My lab is interested in understanding the mechanisms and consequences of bacterial interactions with host cells and tissues. Contact between a bacterial pathogen and its host is often mediated by microbial adhesive molecules known as adhesins and specific host cell receptors. Bacterial attachment to host receptors can initiate a cascade of molecular crosstalk between bacterial and host cells that can directly influence the outcome of an infection. Examination of the pathogenesis of urinary tract infections (UTIs) provides an excellent system to delineate host-pathogen interactions at the molecular, cellular, and tissue levels. UTIs affect a large proportion of the world population and account for significant morbidity and high medical costs. Strains of uropathogenic Escherichia coli (UPEC) are the primary causative agents of UTIs.

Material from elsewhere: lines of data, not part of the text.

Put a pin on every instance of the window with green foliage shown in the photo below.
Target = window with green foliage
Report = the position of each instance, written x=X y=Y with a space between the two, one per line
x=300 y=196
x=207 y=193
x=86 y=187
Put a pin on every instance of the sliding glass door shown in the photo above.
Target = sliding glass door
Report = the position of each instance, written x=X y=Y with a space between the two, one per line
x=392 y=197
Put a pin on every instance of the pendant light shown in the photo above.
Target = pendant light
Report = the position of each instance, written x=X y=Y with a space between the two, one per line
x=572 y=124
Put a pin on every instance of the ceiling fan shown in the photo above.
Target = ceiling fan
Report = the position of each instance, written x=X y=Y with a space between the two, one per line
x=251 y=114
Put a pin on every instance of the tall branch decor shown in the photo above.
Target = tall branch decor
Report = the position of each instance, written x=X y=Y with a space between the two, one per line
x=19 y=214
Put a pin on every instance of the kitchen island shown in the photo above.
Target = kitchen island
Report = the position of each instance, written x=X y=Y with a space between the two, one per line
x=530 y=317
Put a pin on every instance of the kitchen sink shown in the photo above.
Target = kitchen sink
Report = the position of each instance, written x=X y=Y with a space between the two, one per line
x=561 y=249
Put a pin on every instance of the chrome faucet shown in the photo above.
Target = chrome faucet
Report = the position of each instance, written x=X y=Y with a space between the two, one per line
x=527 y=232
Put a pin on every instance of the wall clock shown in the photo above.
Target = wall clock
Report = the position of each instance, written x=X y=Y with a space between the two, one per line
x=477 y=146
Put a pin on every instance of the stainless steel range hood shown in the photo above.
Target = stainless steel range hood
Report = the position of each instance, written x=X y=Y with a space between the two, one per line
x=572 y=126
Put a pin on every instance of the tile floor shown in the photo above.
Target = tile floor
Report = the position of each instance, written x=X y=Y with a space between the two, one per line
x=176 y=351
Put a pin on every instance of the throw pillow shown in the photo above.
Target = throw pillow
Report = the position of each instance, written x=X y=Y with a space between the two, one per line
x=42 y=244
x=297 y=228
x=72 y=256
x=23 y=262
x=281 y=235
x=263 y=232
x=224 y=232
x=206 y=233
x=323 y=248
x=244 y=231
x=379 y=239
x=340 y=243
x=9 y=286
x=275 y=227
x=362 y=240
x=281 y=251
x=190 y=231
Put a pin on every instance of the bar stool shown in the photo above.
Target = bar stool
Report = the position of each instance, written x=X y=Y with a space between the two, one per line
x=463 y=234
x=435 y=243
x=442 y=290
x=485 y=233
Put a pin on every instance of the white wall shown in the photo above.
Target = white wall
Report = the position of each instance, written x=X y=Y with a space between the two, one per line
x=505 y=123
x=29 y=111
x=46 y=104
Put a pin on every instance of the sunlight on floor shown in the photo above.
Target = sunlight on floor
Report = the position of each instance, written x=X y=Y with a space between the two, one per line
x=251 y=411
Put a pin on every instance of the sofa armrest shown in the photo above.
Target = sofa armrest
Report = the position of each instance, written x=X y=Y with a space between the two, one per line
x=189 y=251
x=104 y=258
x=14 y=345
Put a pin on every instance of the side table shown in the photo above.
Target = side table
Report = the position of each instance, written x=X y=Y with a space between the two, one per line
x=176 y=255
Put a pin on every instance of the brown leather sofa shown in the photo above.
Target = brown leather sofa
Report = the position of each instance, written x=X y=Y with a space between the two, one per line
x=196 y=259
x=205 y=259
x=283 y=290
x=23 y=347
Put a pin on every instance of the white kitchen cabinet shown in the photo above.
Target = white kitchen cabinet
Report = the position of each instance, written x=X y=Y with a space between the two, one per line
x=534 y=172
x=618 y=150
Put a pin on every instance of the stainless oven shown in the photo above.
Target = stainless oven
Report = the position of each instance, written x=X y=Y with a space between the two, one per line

In addition to UTIs, UPEC-related isolates, collectively known as extra-intestinal pathogenic E. coli (ExPEC), are responsible for a variety of other infections, including pneumonia, bacteremia, neonatal meningitis, deep surgical wound infections, and vertebral osteomyelitis. Within the urinary tract, UPEC isolates are able to bind and invade host epithelial cells. Once internalized, UPEC can either multiply or enter a quiescent, non-replicating state. Host stress and inflammatory response pathways along with host cytoskeletal components and virulence factors encoded by the pathogen all likely modulate intracellular growth and the eventual efflux of UPEC. Infection by UPEC stimulates a slew of anti-microbial, pro-inflammatory, pro-differentiation and host cell suicide pathways within the urinary tract. These host responses, in turn, can result in activation of stress response pathways and virulence gene expression in UPEC. Using genetics, microscopy, biochemistry, global gene expression analysis and molecular biology techniques coupled with cell culture, engineered tissue and mouse model systems, we are working to identify and characterize host and bacterial factors that allow UPEC and other pathogens to colonize and persist within host tissues. Specific research aims in the lab include:

1. Defining the mechanisms by which UPEC invades, traffics, multiplies, and persists within host epithelial cells.
2. Defining how ExPEC responds to and resists nitrosative and oxidative stress encountered during the course of an infection.
3. Determining how ExPEC modulates host cell death and survival pathways.